This is a 3-part series article about Go vs C++ in implementing a raytracer (part2 & part3). To quote the summary:
After optimizations, the Go ray tracer was 8.4 % faster than a functionally equivalent C++ (but unoptimized*) version when rendering a 4.2 MegaPixel image using a single thread. With multi-threading enabled, the performance gap widened to 76.2 % on a 8 Core machine. Not only was it really simple to utilize the complete CPU in Go, it was easy to immediately feel productive in the language due to its simple and thoughtful design.
The performance comparison isn't really fair though, given the C++ implementation is unoptimized. With an optimized C++ version in the third part of the article, C++ won by 2x. However, the author makes the case that Go makes multicore programming simpler. I'm not really familiar with Go to make that judgement, but with C++11 and the plethora of libraries available, you can have similar multicore programming constructs in C++. It's a cool exercise nevertheless.
Pretty cool. Go definitely looks like something to keep an eye on.
I agree that his benchmarks are off. It's also a bit misleading to compare performance between two languages. It's all about the compiler and it's ability to generate fast machine code, and of course how efficiently designed is your code. A more accurate benchmark between the two can be found here
I only read bits and pieces about Go, but I consider it more of a hobby language like Ruby and Perl. Use it if you want, but I wouldn't try to convince the world that it's a better alternative. The article would have been better served if the author focused more on providing a glimpse into Go and how he used it to build his ray tracer.
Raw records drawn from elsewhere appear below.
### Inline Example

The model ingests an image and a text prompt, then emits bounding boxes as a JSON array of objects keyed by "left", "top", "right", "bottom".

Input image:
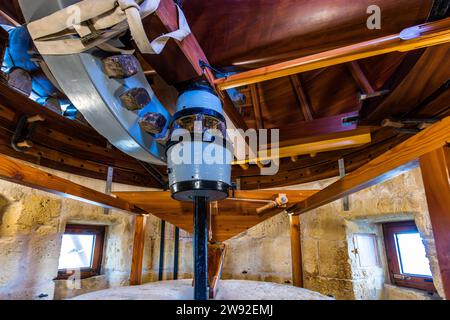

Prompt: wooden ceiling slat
[{"left": 364, "top": 44, "right": 450, "bottom": 123}]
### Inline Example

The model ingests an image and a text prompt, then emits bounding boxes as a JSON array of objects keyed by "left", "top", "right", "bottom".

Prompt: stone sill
[{"left": 383, "top": 283, "right": 442, "bottom": 300}]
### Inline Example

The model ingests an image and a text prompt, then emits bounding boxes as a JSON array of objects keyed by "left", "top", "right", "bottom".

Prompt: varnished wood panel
[
  {"left": 130, "top": 215, "right": 147, "bottom": 286},
  {"left": 420, "top": 147, "right": 450, "bottom": 300},
  {"left": 0, "top": 156, "right": 143, "bottom": 213}
]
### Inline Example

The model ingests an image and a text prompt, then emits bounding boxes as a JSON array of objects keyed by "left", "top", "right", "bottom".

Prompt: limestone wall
[{"left": 224, "top": 169, "right": 443, "bottom": 299}]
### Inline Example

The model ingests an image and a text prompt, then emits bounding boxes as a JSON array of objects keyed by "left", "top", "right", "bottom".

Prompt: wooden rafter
[
  {"left": 130, "top": 215, "right": 147, "bottom": 286},
  {"left": 290, "top": 74, "right": 314, "bottom": 121},
  {"left": 420, "top": 147, "right": 450, "bottom": 300},
  {"left": 288, "top": 117, "right": 450, "bottom": 214},
  {"left": 364, "top": 43, "right": 450, "bottom": 123},
  {"left": 215, "top": 18, "right": 450, "bottom": 90},
  {"left": 0, "top": 155, "right": 145, "bottom": 214},
  {"left": 347, "top": 61, "right": 375, "bottom": 94}
]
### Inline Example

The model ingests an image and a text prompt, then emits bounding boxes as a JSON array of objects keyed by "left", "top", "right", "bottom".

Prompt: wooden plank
[
  {"left": 0, "top": 155, "right": 143, "bottom": 213},
  {"left": 290, "top": 74, "right": 314, "bottom": 121},
  {"left": 114, "top": 190, "right": 317, "bottom": 242},
  {"left": 214, "top": 18, "right": 450, "bottom": 90},
  {"left": 250, "top": 84, "right": 264, "bottom": 130},
  {"left": 420, "top": 147, "right": 450, "bottom": 300},
  {"left": 130, "top": 214, "right": 147, "bottom": 286},
  {"left": 289, "top": 215, "right": 303, "bottom": 287},
  {"left": 288, "top": 117, "right": 450, "bottom": 214}
]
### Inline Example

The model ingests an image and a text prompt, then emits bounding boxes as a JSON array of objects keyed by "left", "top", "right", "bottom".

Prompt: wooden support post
[
  {"left": 289, "top": 215, "right": 303, "bottom": 287},
  {"left": 194, "top": 197, "right": 209, "bottom": 300},
  {"left": 130, "top": 215, "right": 147, "bottom": 286},
  {"left": 419, "top": 146, "right": 450, "bottom": 300}
]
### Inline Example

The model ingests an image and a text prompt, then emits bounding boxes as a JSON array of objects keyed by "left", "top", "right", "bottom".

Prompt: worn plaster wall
[
  {"left": 0, "top": 161, "right": 158, "bottom": 300},
  {"left": 223, "top": 168, "right": 443, "bottom": 299}
]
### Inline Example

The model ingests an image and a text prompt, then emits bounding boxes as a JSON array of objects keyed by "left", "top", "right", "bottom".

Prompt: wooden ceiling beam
[
  {"left": 233, "top": 128, "right": 372, "bottom": 165},
  {"left": 215, "top": 18, "right": 450, "bottom": 90},
  {"left": 0, "top": 10, "right": 20, "bottom": 27},
  {"left": 419, "top": 147, "right": 450, "bottom": 300},
  {"left": 288, "top": 117, "right": 450, "bottom": 214},
  {"left": 0, "top": 155, "right": 145, "bottom": 214},
  {"left": 289, "top": 74, "right": 314, "bottom": 121}
]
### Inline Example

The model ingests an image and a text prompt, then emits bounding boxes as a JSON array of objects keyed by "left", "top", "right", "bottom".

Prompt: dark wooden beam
[
  {"left": 142, "top": 0, "right": 247, "bottom": 130},
  {"left": 0, "top": 155, "right": 145, "bottom": 214},
  {"left": 347, "top": 61, "right": 375, "bottom": 94},
  {"left": 130, "top": 215, "right": 147, "bottom": 286},
  {"left": 249, "top": 84, "right": 264, "bottom": 129},
  {"left": 143, "top": 0, "right": 215, "bottom": 85},
  {"left": 279, "top": 111, "right": 359, "bottom": 146},
  {"left": 420, "top": 146, "right": 450, "bottom": 300},
  {"left": 215, "top": 18, "right": 450, "bottom": 90},
  {"left": 287, "top": 117, "right": 450, "bottom": 214},
  {"left": 289, "top": 215, "right": 303, "bottom": 287},
  {"left": 289, "top": 74, "right": 314, "bottom": 121}
]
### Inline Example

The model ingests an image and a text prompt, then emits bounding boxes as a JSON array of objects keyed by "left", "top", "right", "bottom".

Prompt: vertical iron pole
[
  {"left": 194, "top": 197, "right": 208, "bottom": 300},
  {"left": 158, "top": 220, "right": 166, "bottom": 281},
  {"left": 173, "top": 227, "right": 180, "bottom": 280}
]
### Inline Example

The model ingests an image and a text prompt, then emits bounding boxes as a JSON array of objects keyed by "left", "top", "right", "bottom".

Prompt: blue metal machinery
[{"left": 19, "top": 0, "right": 233, "bottom": 300}]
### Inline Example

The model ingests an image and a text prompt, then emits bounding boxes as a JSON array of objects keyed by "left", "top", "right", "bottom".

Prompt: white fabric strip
[{"left": 28, "top": 0, "right": 191, "bottom": 55}]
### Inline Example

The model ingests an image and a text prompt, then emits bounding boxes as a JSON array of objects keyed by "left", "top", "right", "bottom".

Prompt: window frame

I don't think it's like Ruby or Perl because it was built a little more for speed and parallel programming. It sounds like there's still a ways to go with it to get the speed up to max. It's really a very new language. I think 2003 or was it 9, so the results are fairly impressive. I would consider it a hobby language in that it's not stable or used by enough people yet. It's also capable of using c libraries from what I gathered looking around a little. Sounds pretty promising to me. Mostly something to watch for now, though. If someone writes an engine with it, then it would be interesting.